Como saben, el personaje de Predator se convirtió en todo un símbolo de la ciencia ficción, Dutch y el resto del escuadrón de mercenarios en iconos y la película se tornó en una saga de la que sólo se salva la original, la segunda parte, la infravalorada Predators, producida por Robert Rodriguez en 2010 y la recien estrenada. Han pasado ocho años desde la última versión y parece que los productores han querido ir sobre seguro: primero contratando al propio Black (que según se dice mejoró bastante la historia y diálogos originales en 1987) y segundo con la idea de que sea el fantástico Fred Dekker -El terror llama a su puerta y Una pandilla alucinante- el encargado de ayudarle en la tarea.

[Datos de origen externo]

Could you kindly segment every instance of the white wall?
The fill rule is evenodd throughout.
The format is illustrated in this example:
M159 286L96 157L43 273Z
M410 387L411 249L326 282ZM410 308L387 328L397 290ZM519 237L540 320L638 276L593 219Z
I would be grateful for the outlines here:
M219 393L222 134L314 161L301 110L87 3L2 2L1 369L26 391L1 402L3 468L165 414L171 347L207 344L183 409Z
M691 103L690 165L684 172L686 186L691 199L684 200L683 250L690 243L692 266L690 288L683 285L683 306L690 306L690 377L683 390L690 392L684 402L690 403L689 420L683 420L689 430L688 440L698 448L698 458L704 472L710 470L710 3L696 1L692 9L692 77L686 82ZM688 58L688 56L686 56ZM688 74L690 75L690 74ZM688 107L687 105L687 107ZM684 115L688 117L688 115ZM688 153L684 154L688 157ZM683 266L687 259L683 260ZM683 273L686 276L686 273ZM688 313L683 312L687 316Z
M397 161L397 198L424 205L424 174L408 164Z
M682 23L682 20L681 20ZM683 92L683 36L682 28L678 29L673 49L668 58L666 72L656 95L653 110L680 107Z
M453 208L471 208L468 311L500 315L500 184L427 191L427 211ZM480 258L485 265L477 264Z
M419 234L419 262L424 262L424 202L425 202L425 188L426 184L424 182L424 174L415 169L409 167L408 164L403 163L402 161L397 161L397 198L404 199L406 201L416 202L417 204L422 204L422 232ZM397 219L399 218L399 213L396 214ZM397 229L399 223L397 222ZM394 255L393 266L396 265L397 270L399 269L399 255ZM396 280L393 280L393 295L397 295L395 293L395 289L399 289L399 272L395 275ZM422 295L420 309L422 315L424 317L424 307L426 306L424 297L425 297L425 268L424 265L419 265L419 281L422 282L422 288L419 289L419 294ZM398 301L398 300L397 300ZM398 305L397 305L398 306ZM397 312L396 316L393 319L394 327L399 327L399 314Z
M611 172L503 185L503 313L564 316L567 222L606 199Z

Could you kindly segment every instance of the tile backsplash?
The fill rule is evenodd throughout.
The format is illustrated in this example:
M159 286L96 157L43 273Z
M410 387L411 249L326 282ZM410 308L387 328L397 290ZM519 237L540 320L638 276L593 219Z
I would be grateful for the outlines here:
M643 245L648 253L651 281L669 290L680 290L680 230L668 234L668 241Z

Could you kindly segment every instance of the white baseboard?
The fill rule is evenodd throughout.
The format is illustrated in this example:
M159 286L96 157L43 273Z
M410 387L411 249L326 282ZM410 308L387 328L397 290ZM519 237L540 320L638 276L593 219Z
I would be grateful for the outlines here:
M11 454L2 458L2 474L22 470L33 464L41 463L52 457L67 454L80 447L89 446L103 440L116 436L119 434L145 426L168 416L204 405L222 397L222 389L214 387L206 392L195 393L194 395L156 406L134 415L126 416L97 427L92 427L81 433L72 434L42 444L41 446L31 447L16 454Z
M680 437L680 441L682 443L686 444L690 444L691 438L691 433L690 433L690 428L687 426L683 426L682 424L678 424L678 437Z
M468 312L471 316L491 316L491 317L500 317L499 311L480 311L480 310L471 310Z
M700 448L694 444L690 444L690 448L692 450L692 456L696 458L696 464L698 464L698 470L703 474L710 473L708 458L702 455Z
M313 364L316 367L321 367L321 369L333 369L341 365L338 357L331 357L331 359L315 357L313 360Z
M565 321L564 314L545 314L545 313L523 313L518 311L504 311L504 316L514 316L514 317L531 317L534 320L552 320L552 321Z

Sabemos que Black hace un cine cool, dinámico y con especial talento para las interacciones entre los protagonistas, si bien no hay mucho más trasfondo en sus films: productos comerciales con una gran carga de humor negro: Arma letal, El último boy scout o Dos buenos tipos son algunos clarísimos ejemplos de su firma.

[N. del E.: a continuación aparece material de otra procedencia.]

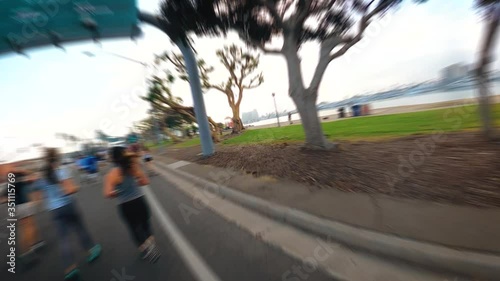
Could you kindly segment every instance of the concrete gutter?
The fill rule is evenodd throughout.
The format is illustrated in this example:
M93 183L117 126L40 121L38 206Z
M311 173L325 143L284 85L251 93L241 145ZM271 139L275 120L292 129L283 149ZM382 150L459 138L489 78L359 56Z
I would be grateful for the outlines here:
M253 211L358 249L435 270L454 272L475 278L498 280L500 276L500 256L460 251L323 219L175 170L161 162L156 163L191 182L209 188L211 192L221 197L225 197Z

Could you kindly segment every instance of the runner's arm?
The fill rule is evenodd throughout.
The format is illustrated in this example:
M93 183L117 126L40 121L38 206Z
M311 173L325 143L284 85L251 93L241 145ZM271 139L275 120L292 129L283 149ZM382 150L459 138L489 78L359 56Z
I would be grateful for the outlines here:
M114 170L111 170L106 177L104 178L104 197L105 198L113 198L116 197L118 192L115 189L117 183L117 175Z
M58 178L66 195L77 193L80 189L71 178L71 172L67 168L58 170Z
M149 184L149 179L144 174L142 169L139 167L139 165L134 165L134 176L137 179L137 182L139 183L140 186L145 186Z

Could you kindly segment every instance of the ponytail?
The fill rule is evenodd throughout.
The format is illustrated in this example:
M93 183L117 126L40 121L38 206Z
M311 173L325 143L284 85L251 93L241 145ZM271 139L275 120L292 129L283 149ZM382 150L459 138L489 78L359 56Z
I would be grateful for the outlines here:
M47 148L45 154L45 178L49 181L49 183L57 184L59 183L55 170L55 166L59 160L57 150L55 148Z
M110 154L113 163L121 169L123 174L132 174L133 159L131 156L125 154L124 147L113 147Z

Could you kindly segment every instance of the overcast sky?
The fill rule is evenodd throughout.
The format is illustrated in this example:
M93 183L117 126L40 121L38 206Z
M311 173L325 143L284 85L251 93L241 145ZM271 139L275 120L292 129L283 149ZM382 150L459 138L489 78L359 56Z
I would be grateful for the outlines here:
M155 12L158 2L139 0L139 5ZM404 2L407 4L372 24L358 46L330 64L318 102L435 79L445 66L474 60L482 25L472 0L431 0L418 6ZM47 141L54 133L65 132L88 138L99 128L111 135L125 134L133 122L146 116L148 104L137 97L145 94L151 69L106 52L151 63L155 53L176 50L160 31L148 26L143 31L137 42L107 40L102 48L85 42L67 45L66 52L47 47L30 50L29 58L0 56L0 137ZM234 35L195 40L199 57L216 68L214 81L225 79L215 51L232 42L240 43ZM96 56L85 56L82 51ZM301 57L309 83L318 59L317 45L305 45ZM285 60L262 56L260 70L265 82L246 92L241 111L273 111L273 92L279 110L294 109L287 95ZM191 104L187 83L179 81L174 93ZM226 98L216 91L205 94L205 102L208 114L217 121L231 114Z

Enfrentarse en el cine a una nueva película de Predator es muy complejo, sabemos que no superará a la original, que ya no tenemos esa edad en la que nos maravillamos y nos abstraemos de absolutamente todo en el cine y tercero que estamos en una saga irregular. Aun así el director y guionista es seguro de cierta calidad y personalidad y también sabemos que no intenta imitar o compararse con la primera película, eligiendo un tono, un contexto y unos personajes completamente diferentes.

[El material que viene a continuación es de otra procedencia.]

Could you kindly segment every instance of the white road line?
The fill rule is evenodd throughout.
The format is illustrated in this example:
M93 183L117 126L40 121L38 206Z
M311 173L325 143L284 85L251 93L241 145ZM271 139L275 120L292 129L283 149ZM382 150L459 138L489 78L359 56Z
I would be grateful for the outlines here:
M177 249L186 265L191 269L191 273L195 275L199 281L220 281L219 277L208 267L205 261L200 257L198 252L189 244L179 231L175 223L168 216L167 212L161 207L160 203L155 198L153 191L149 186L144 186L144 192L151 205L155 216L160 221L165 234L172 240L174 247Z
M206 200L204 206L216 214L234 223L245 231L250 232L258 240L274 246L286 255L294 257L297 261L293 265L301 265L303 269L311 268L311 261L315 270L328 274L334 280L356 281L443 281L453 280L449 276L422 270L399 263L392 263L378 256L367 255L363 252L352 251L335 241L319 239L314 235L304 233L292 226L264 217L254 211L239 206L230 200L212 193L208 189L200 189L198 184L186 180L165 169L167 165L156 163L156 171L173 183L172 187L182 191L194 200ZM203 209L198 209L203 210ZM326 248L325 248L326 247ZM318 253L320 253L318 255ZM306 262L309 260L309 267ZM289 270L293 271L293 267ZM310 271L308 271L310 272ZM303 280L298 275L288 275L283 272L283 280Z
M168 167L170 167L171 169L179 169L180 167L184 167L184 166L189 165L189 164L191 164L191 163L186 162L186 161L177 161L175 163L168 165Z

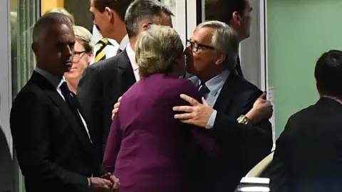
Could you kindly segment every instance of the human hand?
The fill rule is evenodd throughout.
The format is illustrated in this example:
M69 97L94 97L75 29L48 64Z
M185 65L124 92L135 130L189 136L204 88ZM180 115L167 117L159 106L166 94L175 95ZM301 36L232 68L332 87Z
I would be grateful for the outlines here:
M175 119L180 122L192 124L201 127L205 127L214 110L210 107L204 98L202 98L203 104L195 99L185 94L181 94L180 97L188 102L191 106L176 106L172 109L175 112L182 112L182 114L175 114Z
M110 181L99 177L91 177L89 179L90 181L90 191L110 191L110 188L113 186Z
M273 105L266 99L266 93L264 92L254 102L253 108L246 114L253 123L257 123L261 119L269 119L273 114Z
M123 97L120 97L119 99L118 100L118 102L114 105L114 109L113 109L112 110L112 120L114 119L115 114L119 111L120 101L121 100L122 98Z
M119 188L119 186L120 186L120 181L117 177L112 175L110 173L107 173L105 175L103 175L103 176L101 176L101 178L107 179L108 181L110 181L110 182L113 184L112 188L111 188L111 191L118 191L118 189Z

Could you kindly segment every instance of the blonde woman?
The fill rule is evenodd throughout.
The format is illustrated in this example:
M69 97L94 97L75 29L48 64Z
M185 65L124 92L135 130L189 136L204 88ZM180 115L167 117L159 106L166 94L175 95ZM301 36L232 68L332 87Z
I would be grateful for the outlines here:
M93 47L90 46L91 33L82 26L74 26L76 42L71 70L64 74L69 90L76 94L77 86L84 70L90 63Z
M189 191L192 138L208 153L217 146L206 130L174 118L172 107L186 104L180 93L200 100L194 85L178 78L185 73L182 41L175 29L152 25L139 35L135 54L141 79L123 96L103 165L120 178L120 192Z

Y al sentarnos en la butaca del cine así es, Fred Dekker y Shane Black se alejan por completo del estilo de la original (incluso del tono de la secuela y del film producido por Robert Rodriguez) y entregan una película de marcado carácter ochentero, lo cual parece una contradicción puesto que la saga comenzó en 1987. La presentación de los personajes, la sensación de alejarse de cualquier atisbo de pretenciosidad, el humor (muchas veces negro, otras veces de sal gorda), las personalidades de los protagonistas (ahora un grupo de perdedores) hacen que la película marque tanta distancia con la de McTiernan que encuentra en ello su mayor baza. Predator de Black es una amalgama pulp de ciencia ficción, slasher, terror, humor, gore y acción que guarda momentos para el amor, la integración, el bullying y a lo largo del metraje pasamos de no saber muy bien quienes son los tipos protagonistasy querer que vuelva el elenco original a congeniar y reírnos con ellos.

Predator (2018) está mucho más cerca de la maravillosa El terror llama a su puerta que del primer filme de su saga y consigue (del mismo modo que Dredd o Mad Max Fury Road) que nos reencontremos con ese cine donde lo primordial es el espectáculo pero que a su vez está hecho con talento y oficio y supera con creces a otros blockbusters que -en principio- debían ofrecer lo mismo, caso de las dos Jurassic World. Shane Black reinicia una saga legendaria de modo fresco (por momentos demasiado), dinámico y poniendo tierra de por medio con esos personajes de la era Reagan para poner en su lugar una historia más loca con unos protagonistas que son unos absolutos inadaptados. Risas y aplausos en la sala de cine para una película tan arriesgada (teniendo en cuenta el nombre que lleva impreso) como efectiva al mezclar lo que más echamos de menos de los ochenta con lo mejor de los medios de hoy. Prueba superada.